For Western blot analysis, human cingulate cortex, macaque prefrontal cortex, and whole brain from rat, homozygous DJ-1 KO mouse, and wild-type mouse were homogenized in 1% SDS and subjected to SDS-PAGE as described previously (Chin et al., 2002; Li et al., 2001). The proteins were transferred to nitrocellulose membranes and immunoblotted with the appropriate primary and secondary antibodies, followed by visualization using the enhanced chemiluminescence system.

Immunohistochemistry

Rat whole brains and human cingulate cortex, substantia nigra, and striatum were fixed in 4% paraformaldehyde, and processed for immunohistochemistry as described previously (Choi et al., 2004; Olzmann et al., 2004). Briefly, tissue was cryoprotected in sucrose and serial sections (50 μm) were cut on a cryostat.
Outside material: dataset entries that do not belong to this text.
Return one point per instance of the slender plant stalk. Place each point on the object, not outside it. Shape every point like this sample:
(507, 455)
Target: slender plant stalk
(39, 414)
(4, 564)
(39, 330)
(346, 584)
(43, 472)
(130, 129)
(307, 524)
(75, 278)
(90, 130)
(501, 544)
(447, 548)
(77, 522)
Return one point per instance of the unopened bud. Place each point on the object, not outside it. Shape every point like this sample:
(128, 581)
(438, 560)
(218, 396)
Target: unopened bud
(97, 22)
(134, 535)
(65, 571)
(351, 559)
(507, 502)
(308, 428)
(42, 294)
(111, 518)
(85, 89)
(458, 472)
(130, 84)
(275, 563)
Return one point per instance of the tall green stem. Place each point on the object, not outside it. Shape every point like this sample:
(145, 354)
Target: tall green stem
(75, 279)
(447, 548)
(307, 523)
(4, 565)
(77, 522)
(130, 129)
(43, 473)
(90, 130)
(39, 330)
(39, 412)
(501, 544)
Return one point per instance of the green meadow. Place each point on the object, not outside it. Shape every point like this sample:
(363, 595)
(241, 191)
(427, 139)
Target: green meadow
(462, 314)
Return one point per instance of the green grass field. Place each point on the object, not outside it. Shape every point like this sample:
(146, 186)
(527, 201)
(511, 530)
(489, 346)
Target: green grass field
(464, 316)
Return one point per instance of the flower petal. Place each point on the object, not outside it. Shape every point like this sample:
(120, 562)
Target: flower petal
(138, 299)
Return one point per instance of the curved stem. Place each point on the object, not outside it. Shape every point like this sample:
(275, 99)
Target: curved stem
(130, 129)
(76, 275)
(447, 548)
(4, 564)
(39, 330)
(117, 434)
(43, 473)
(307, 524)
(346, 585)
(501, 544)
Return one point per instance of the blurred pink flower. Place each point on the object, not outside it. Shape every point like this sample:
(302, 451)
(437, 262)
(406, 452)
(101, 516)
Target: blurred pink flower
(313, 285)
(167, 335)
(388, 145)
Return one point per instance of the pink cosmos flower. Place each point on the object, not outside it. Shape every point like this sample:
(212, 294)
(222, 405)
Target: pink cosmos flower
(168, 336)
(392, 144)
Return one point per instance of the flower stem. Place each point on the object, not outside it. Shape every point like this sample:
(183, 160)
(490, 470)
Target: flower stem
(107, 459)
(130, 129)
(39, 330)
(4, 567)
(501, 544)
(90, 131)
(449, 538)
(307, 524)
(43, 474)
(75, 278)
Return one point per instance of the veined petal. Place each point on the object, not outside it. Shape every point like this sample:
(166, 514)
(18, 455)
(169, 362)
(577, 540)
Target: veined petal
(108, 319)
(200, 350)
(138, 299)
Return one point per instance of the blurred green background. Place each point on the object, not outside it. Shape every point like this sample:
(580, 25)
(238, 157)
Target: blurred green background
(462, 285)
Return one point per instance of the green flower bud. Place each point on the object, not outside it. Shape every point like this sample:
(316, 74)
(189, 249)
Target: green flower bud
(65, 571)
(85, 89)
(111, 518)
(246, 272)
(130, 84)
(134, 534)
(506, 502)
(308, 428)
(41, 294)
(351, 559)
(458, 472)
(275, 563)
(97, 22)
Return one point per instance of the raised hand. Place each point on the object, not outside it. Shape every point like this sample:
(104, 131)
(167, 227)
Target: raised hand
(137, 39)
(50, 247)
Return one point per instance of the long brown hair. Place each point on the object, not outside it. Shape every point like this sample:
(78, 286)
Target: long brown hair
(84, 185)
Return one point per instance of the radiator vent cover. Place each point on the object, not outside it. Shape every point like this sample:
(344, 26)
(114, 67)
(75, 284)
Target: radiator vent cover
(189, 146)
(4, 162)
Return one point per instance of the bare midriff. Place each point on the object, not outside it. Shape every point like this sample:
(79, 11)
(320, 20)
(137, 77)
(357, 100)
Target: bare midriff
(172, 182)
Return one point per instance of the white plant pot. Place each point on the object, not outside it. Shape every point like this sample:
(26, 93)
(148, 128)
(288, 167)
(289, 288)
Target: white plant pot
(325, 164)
Sections were treated with 3% H2O2 to eliminate endogenous peroxidase activity and blocked with a solution containing 8% goat serum, 10 μg/ml avidin, 0.1% Triton X-100, 0.9% NaCl, and 50 mM Tris-HCl (pH 7.2). Sections were then incubated overnight at 4 °C with anti-DJ-1 (P7C or P7F, 1:8,000) followed by incubation with biotinylated secondary antibody (1:200). Bound antibodies were detected using a standard avidin-biotinylated peroxidase complex (ABC) method (Vectastain Elite ABC kit, Vector Laboratories). Sections were observed using a Leica DC500 microscope, and images were captured with a C4742−95 Hamamatsu digital camera.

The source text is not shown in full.